In 1922, a wife from staid Wichita, Kansas, accompanies 15-year-old Louise Brooks to New York City where the young Louise continues studying dance. Played in The Chaperone by Elizabeth McGovern, the wife eventually returns to Wichita -- albeit in a somewhat revised version of her early-picture self. Brooks, portrayed by a vibrant Haley Lu Richardson, achieves movie stardom and a notorious reputation that turns her into an icon. Director Michael Engler sets up a familiar conflict in this fictionalized account of Brooks' teen years: Brooks' free-spirited volatility bumps against the strictures of middle-class life. Norma, who vainly tries to teach Louise propriety, has problems of her own: Her husband (Campbell Scott) has been unfaithful to her with another man. Richardson captures Brooks' unbridled energy and McGovern's character wrestles with her long-repressed impulses.
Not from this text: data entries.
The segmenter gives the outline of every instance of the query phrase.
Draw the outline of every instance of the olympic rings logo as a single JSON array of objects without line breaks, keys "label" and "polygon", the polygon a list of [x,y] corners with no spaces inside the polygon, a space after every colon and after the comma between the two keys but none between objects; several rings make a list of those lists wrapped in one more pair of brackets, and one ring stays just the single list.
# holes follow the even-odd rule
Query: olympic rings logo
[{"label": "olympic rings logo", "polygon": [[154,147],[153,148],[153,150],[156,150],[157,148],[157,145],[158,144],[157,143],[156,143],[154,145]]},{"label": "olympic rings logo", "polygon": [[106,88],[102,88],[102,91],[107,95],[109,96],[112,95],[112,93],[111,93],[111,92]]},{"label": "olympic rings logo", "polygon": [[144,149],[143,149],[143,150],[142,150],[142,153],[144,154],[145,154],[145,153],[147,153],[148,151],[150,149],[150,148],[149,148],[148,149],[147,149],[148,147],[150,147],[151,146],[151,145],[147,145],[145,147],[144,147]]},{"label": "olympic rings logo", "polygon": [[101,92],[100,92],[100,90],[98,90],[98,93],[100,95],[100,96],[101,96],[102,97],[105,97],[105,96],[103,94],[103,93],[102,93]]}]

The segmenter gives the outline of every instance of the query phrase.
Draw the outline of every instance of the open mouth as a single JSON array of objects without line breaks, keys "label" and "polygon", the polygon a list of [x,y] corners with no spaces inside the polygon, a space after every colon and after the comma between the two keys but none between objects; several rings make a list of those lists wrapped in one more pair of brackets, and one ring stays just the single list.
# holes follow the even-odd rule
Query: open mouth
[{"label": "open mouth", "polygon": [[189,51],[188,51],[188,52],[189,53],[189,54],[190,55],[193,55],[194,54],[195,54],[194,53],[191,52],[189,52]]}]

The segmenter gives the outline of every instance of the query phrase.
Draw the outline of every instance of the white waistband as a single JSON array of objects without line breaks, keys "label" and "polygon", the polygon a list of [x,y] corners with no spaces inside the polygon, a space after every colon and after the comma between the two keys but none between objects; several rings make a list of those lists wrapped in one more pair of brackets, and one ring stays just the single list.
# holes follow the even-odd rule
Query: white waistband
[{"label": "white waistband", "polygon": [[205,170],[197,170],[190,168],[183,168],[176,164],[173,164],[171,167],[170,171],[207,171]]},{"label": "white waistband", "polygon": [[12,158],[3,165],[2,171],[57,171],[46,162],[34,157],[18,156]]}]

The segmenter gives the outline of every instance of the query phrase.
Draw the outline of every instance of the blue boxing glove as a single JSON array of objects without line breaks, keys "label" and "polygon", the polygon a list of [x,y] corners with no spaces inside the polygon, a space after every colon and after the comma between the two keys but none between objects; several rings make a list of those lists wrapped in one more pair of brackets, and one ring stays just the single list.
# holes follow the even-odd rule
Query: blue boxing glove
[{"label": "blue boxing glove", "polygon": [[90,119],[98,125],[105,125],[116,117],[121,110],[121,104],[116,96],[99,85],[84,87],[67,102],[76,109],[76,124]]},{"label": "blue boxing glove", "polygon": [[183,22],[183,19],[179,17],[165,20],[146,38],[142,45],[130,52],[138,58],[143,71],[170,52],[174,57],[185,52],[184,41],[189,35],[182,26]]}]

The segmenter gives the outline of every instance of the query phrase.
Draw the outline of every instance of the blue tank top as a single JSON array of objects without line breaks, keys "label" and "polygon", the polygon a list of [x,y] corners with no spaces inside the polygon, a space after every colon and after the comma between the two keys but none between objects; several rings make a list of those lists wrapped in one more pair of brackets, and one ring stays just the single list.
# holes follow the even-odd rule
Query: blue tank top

Norma's desires are awakened by a handyman (Geza Rohrig) who works at the Catholic orphanage where Norma was raised and where she hopes to learn the identity of her biological mother. As the title suggests, the movie focuses mostly on the chaperone, a shame because Norma isn't interesting enough to compete with Richardsons' Brooks. Based on a novel by Laura Moriarty, Julian Fellowes' screenplay provides Norma with a dramatic arc of her own, but The Chaperone escorts us through a period piece that's often too lukewarm to simmer, much less to boil.